Put in simple terms, you should not fly in a London park, as they are pretty much ALL considered to be congested areas - so the 150M rule applies.
The rule states you must not fly over or within 150M of any congested area. Unfortunately that means that virtually all of London is out of bounds for quadcopters fitted with cameras. There are also issues with most of central London being controlled airspace, again making flying illegal, as well as bans on flying in all the central parks under their own bylaws.
Best bet is to find a local flying club, who will have legal flying sites and can help with some training as well. These quadcopters are really nice and easy to fly, until things start to go wrong, then you really need to know the basics of flying to recover without a crash. A few hours with an experienced pilot will help a lot.

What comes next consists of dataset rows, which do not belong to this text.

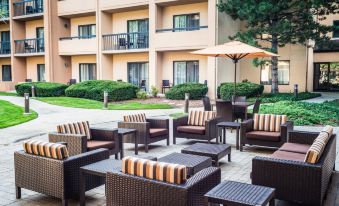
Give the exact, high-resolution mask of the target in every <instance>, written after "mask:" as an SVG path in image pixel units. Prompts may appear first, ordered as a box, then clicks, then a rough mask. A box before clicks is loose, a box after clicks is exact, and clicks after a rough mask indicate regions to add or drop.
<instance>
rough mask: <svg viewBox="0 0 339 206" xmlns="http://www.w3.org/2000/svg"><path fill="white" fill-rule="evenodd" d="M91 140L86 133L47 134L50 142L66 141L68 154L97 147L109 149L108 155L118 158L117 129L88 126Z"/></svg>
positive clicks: (115, 158) (105, 148)
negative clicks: (91, 127) (88, 138)
mask: <svg viewBox="0 0 339 206" xmlns="http://www.w3.org/2000/svg"><path fill="white" fill-rule="evenodd" d="M90 132H91V140H88V139H87V136H86V135H79V134H63V133H50V134H49V135H48V137H49V141H50V142H66V143H67V149H68V152H69V154H70V155H77V154H81V153H84V152H87V151H92V150H95V149H99V148H105V149H108V150H109V154H110V155H113V154H114V155H115V159H118V154H119V152H120V146H119V136H118V130H117V129H99V128H90Z"/></svg>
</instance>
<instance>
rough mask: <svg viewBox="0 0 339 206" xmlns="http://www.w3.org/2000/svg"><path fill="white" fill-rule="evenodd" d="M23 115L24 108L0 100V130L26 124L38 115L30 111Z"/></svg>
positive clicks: (36, 117)
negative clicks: (30, 112)
mask: <svg viewBox="0 0 339 206" xmlns="http://www.w3.org/2000/svg"><path fill="white" fill-rule="evenodd" d="M23 113H24V108H22V107H19V106H16V105H14V104H12V103H10V102H7V101H4V100H0V129H2V128H6V127H10V126H14V125H18V124H21V123H24V122H28V121H30V120H32V119H35V118H37V117H38V114H37V113H36V112H34V111H31V114H29V115H24V114H23Z"/></svg>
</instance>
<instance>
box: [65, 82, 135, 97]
mask: <svg viewBox="0 0 339 206" xmlns="http://www.w3.org/2000/svg"><path fill="white" fill-rule="evenodd" d="M138 90H139V88H138V87H137V86H135V85H133V84H130V83H126V82H115V81H109V80H91V81H85V82H80V83H78V84H73V85H71V86H70V87H68V88H67V89H66V91H65V94H66V96H68V97H77V98H85V99H93V100H97V101H103V99H104V91H107V92H108V99H109V100H110V101H122V100H128V99H133V98H135V97H136V93H137V91H138Z"/></svg>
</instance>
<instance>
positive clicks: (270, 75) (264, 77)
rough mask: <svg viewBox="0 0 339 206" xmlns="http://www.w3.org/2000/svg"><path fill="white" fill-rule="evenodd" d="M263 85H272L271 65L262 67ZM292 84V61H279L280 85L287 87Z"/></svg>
mask: <svg viewBox="0 0 339 206" xmlns="http://www.w3.org/2000/svg"><path fill="white" fill-rule="evenodd" d="M260 83H261V84H267V85H268V84H271V83H272V65H271V64H270V63H268V64H265V65H263V66H262V67H261V77H260ZM289 83H290V61H278V84H280V85H287V84H289Z"/></svg>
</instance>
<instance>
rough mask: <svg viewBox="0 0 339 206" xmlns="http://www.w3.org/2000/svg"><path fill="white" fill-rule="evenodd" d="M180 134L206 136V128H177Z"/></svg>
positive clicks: (190, 127)
mask: <svg viewBox="0 0 339 206" xmlns="http://www.w3.org/2000/svg"><path fill="white" fill-rule="evenodd" d="M177 131H178V132H179V133H189V134H200V135H204V134H205V127H203V126H179V127H177Z"/></svg>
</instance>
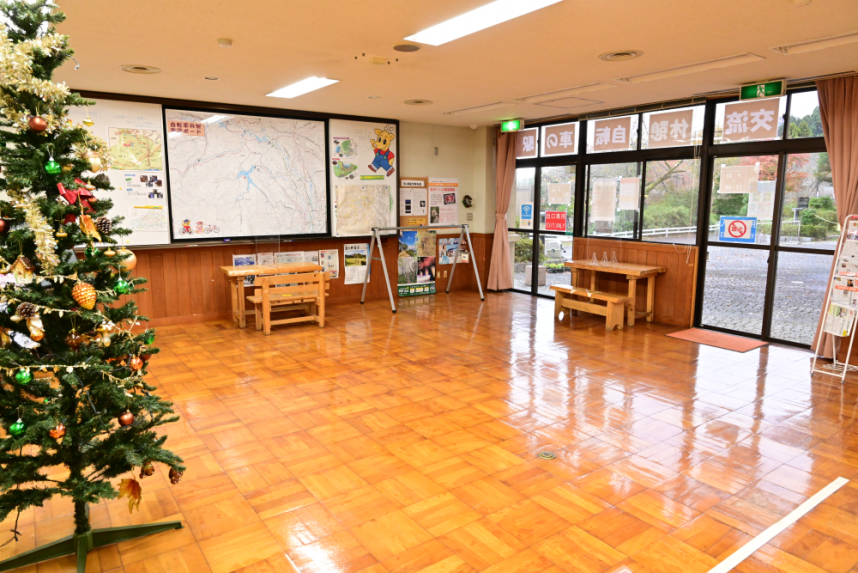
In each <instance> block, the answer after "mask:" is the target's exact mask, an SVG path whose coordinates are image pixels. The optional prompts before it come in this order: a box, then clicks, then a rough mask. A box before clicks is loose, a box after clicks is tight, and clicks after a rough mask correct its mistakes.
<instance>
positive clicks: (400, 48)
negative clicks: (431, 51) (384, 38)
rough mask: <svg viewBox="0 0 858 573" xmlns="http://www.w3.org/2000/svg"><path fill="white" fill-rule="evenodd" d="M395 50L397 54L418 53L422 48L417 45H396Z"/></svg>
mask: <svg viewBox="0 0 858 573" xmlns="http://www.w3.org/2000/svg"><path fill="white" fill-rule="evenodd" d="M393 49H394V50H396V51H397V52H406V53H407V52H416V51H417V50H419V49H420V46H418V45H416V44H404V43H403V44H394V45H393Z"/></svg>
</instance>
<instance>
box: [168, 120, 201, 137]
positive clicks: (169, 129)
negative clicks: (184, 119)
mask: <svg viewBox="0 0 858 573" xmlns="http://www.w3.org/2000/svg"><path fill="white" fill-rule="evenodd" d="M167 123H168V124H169V125H168V126H167V131H168V132H170V133H182V134H185V135H193V136H200V137H205V135H206V126H205V125H203V124H202V123H199V122H196V121H172V120H170V121H169V122H167Z"/></svg>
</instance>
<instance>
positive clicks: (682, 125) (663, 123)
mask: <svg viewBox="0 0 858 573" xmlns="http://www.w3.org/2000/svg"><path fill="white" fill-rule="evenodd" d="M693 118H694V110H693V109H687V110H684V111H671V112H667V113H654V114H652V115H651V116H649V131H648V136H649V138H648V140H647V147H648V148H653V147H678V146H680V145H691V122H692V120H693Z"/></svg>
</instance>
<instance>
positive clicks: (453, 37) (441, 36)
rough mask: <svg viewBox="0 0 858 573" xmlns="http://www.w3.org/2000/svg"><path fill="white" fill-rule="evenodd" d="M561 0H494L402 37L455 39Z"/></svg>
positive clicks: (419, 38)
mask: <svg viewBox="0 0 858 573" xmlns="http://www.w3.org/2000/svg"><path fill="white" fill-rule="evenodd" d="M562 1H563V0H495V1H494V2H490V3H489V4H486V5H485V6H480V7H479V8H477V9H475V10H471V11H470V12H466V13H465V14H462V15H460V16H456V17H455V18H451V19H449V20H447V21H446V22H441V23H440V24H438V25H436V26H432V27H431V28H426V29H425V30H423V31H422V32H417V33H416V34H414V35H413V36H408V37H407V38H405V39H406V40H408V41H410V42H418V43H420V44H429V45H430V46H440V45H441V44H446V43H447V42H450V41H452V40H458V39H459V38H461V37H463V36H467V35H468V34H473V33H474V32H479V31H480V30H485V29H486V28H491V27H492V26H495V25H497V24H500V23H502V22H506V21H507V20H512V19H513V18H518V17H519V16H524V15H525V14H529V13H530V12H535V11H536V10H539V9H540V8H545V7H546V6H551V5H552V4H557V3H558V2H562Z"/></svg>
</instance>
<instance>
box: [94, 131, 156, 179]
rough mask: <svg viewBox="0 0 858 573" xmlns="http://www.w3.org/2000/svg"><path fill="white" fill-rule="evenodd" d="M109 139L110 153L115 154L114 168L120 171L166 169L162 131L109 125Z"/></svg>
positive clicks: (113, 165)
mask: <svg viewBox="0 0 858 573" xmlns="http://www.w3.org/2000/svg"><path fill="white" fill-rule="evenodd" d="M107 139H108V145H109V146H110V153H111V154H112V155H113V167H112V168H113V169H119V170H120V171H131V170H135V171H160V170H162V169H164V163H163V157H164V156H163V154H162V153H161V145H162V143H161V132H160V131H153V130H150V129H127V128H124V127H109V128H108V129H107Z"/></svg>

I also don't buy the interference issue only giving you 200M range. Check you don't have any height or distance limits set in the software. I fly on an old air base, with high power radio links from the active USAF communications site next door and can get 600m - 1000M without a problem. I would need to get very close to the transmitters to start having a problem. 2.4GHz Wifi would also need to be quite close to give you a problem as well, as the base stations are less than 50mW each.You need a single big transmitter to swamp the receiver with RF noise to cause a blackout, so a big TV transmitter broadcasting on thousands of watts or similar. Frequency is less important that power when it come to interference.